MEHMET ERSOY (Devamla) - Bu kanlar akmasın, bu analar ağlamasın istiyoruz.
AK PARTİ olarak belki risklerin en büyüğünü aldık. Diyarbakır'da, Bingöl'de çözüm sürecinden bahsetmek kolaydır; ben Sinop'ta anlatıyorum bunu, Kürt'le Türk'ün kardeşliğini, Anadolu'nun birliğinin, beraberliğinin bizim için ne kadar önemli olduğunu Sinop'ta anlatıyorum, Karadeniz'de anlatıyorum.
KEMALETTİN AYDIN (Gümüşhane) - Biz de Gümüşhane'de anlatıyoruz.
MEHMET ERSOY (Devamla) - Samimi olmasak bu riski niye alalım biz? Esas riski alan biziz ama bütün bu olayları bahane ederek, her vesileyle "Çözüm süreci şöyle, istiyorsanız böyle, istemiyorsanız böyle..." İstiyorsak, çözüm sürecinin devam etmesini istiyorsak sokak siyaseti dilinden hepimizin vazgeçmesi lazım. Kardeşliğin dili neyi gerektiriyorsa, hukukun dili neyi gerektiriyorsa, insanlığın dili neyi gerektiriyorsa ne olur onu konuşalım. (AK PARTİ sıralarından alkışlar)

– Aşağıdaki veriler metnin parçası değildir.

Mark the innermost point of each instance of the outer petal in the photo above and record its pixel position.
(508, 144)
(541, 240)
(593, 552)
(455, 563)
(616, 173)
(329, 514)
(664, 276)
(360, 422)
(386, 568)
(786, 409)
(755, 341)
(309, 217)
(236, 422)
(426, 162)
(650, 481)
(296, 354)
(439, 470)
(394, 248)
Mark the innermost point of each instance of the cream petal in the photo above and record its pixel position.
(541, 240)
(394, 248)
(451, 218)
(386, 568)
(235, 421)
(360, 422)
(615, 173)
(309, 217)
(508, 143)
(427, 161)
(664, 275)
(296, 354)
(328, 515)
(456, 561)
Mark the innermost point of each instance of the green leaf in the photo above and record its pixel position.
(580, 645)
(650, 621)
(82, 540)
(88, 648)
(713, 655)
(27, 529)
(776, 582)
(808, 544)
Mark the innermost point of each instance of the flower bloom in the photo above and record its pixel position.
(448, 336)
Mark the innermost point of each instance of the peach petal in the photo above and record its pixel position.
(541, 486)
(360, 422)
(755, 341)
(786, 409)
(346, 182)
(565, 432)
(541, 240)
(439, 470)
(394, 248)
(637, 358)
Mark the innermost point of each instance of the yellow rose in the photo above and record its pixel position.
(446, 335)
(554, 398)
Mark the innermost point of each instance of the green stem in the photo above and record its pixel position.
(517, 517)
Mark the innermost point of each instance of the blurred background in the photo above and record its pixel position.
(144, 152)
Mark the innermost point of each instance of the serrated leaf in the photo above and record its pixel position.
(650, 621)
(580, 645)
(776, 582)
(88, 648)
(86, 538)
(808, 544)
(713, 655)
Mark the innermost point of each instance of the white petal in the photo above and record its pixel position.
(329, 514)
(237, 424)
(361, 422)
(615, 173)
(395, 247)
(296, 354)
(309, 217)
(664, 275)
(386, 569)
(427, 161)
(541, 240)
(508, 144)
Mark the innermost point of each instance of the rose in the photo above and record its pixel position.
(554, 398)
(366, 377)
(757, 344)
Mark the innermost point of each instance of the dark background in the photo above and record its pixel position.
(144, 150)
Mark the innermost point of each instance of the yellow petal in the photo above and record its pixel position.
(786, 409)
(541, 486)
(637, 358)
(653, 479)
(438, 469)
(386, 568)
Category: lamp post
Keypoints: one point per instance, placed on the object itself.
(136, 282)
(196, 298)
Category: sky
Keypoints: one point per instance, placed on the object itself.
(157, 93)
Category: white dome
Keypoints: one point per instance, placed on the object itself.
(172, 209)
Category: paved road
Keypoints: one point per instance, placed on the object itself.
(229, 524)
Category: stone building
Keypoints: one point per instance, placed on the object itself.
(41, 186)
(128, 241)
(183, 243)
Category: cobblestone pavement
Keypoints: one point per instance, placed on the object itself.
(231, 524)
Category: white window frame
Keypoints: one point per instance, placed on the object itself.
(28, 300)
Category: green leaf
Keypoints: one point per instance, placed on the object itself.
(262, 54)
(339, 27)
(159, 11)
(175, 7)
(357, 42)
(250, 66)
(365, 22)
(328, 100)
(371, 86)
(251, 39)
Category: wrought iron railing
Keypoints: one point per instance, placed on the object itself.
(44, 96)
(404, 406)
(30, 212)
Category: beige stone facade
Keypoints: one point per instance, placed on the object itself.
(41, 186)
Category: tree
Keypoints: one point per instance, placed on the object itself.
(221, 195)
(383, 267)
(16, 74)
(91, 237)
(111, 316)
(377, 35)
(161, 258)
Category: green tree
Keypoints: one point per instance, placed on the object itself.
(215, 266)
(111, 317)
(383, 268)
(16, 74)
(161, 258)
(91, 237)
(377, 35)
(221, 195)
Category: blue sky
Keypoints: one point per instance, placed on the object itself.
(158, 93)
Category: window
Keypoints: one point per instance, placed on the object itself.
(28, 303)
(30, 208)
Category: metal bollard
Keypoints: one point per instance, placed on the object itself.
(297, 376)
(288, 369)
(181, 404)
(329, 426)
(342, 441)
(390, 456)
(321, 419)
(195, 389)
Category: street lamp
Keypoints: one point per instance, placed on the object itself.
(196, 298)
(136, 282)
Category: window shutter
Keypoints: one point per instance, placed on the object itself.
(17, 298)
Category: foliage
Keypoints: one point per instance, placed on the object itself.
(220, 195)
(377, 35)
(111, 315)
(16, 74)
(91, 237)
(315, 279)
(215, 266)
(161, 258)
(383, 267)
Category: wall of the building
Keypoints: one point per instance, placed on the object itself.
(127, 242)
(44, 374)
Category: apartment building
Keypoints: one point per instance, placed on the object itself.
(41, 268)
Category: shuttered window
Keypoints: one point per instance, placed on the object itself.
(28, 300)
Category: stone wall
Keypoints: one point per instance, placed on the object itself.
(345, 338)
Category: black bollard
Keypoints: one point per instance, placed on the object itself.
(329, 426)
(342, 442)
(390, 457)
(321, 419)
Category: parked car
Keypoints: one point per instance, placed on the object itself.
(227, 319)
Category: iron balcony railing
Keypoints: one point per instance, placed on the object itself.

Canı sıkılan "Sokağa buyurun." diyor. Peki, kamu düzenini nasıl sağlayacağız? Herkes istediği her yerde eylem yapacaksa, istediği her yerde gösteri yapacaksa, istediği meydanda toplanacak, istediği sokakları dolduracaksa, peki, biz bu gösterilere katılmayan insanların hakkını hukukunu nasıl savunacağız, kamu düzenini nasıl sağlayacağız, can güvenliğini nasıl sağlayacağız? Eğer siz siyasete verilen demokratik protesto hakkını kullanmak istiyorsanız, bütün siyasi partilerimizin her zaman belirlenen toplantı meydanlarında, gösteri meydanlarında toplantı yapma, yürüyüş yapma hakkı var, niye bunu kullanmıyorsunuz da gecenin bir vakti, gündüzün bir vakti "tweet"lerle, çağrılarla insanları sokağa döküyorsunuz? Ondan sonra da "Ölenlerden biz sorumlu değiliz." Ya, sanki hırsızın hiç suçu yok. "Başbakan şunu dedi, Cumhurbaşkanı bunu dedi." Kardeşim, bu insanları gece vakti sokaklara çağırırken bu eylemlerin istismar edileceğini düşünmediniz mi? Elbette ki çözüm sürecini de provoke etmek isteyen, kardeşliğimizi, birliğimizi de provoke etmek isteyen birileri bunu istismar edecek. O zaman, her şeyden önce siyaset diline dikkat etmek zorunda. Eğer kardeşliğimizi arıyorsak, eğer bundan gerçekten ümitliysek ve gerçekten samimiysek, lütfen, artık canı sıkılan hemen düdüğü çalıp milleti sokağa teşvik etmesin. Bu millet birlik içinde yaşamak istiyor, beraberlik içinde yaşamak istiyor ama huzur içinde yaşamak istiyor.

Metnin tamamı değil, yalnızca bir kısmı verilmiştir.